= Girl with a Red Beret and Pompom =

Painting by Pablo Picasso

Girl with a Red Beret and Pompom. Pablo Picasso, oil on canvas, 1937.

Girl with a Red Beret and Pompom is a 1937 painting by Pablo Picasso. It hangs in the main reception area of the private member's club Annabel's in Berkeley Square in London's Mayfair district.

The painting depicts Picasso's lover Marie-Thérèse Walter. It was one of a series of Thérèse Walter painted by Picasso in December 1937. A portrait of Thérèse Walter painted the previous day to the Girl with a Red Beret and Pompom sold in 2013 for £7.5 million at Christie's auction house in New York. Picasso's daughter by Thérèse Walter, Maya Ruiz-Picasso, feels that Girl with a Red Beret and Pompom depicts both her mother and the woman that Picasso left her for, Dora Maar. Ruiz-Picasso said that "My father...never tired of drawing [my mother], painting her, sculpting her, engraving her. But in this painting, it's a combination of my mother and Dora Maar. It's my mother's hair and eyes, but the nose and tones recall Dora Maar, who entered his life in 1936, shortly after I was born".

It was bought by the British businessman Richard Caring in 2017 for a price believed to be between £20-30 million. Caring "renamed" the painting Annabel after Annabel's, the private member's club in Berkeley Square. The club itself was established by Mark Birley in 1963 and was named for Birley's wife, Annabel Goldsmith. Caring bought the club in 2007. The art critic Jonathan Jones, writing in The Guardian, felt that what "[Caring] has done, with laughable arrogance, is to try to short-circuit the complex, elusive processes by which works of art pick up their nicknames over the centuries.
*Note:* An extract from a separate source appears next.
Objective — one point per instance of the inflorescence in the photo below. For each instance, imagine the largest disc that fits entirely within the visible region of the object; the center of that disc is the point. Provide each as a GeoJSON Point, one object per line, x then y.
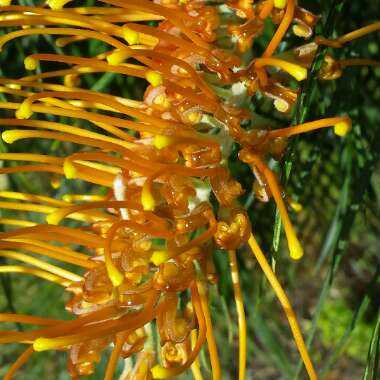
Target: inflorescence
{"type": "Point", "coordinates": [147, 244]}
But we should not be so religious about the names we pin on art. They distract us from looking at the image. As acts of idiocy go, this is therefore enlightening. A Picasso by any other name still has wonky eyes and a nose going off for a walk". The Times reported that it was staff at Annabel's who had given the painting its new nickname in February 2018.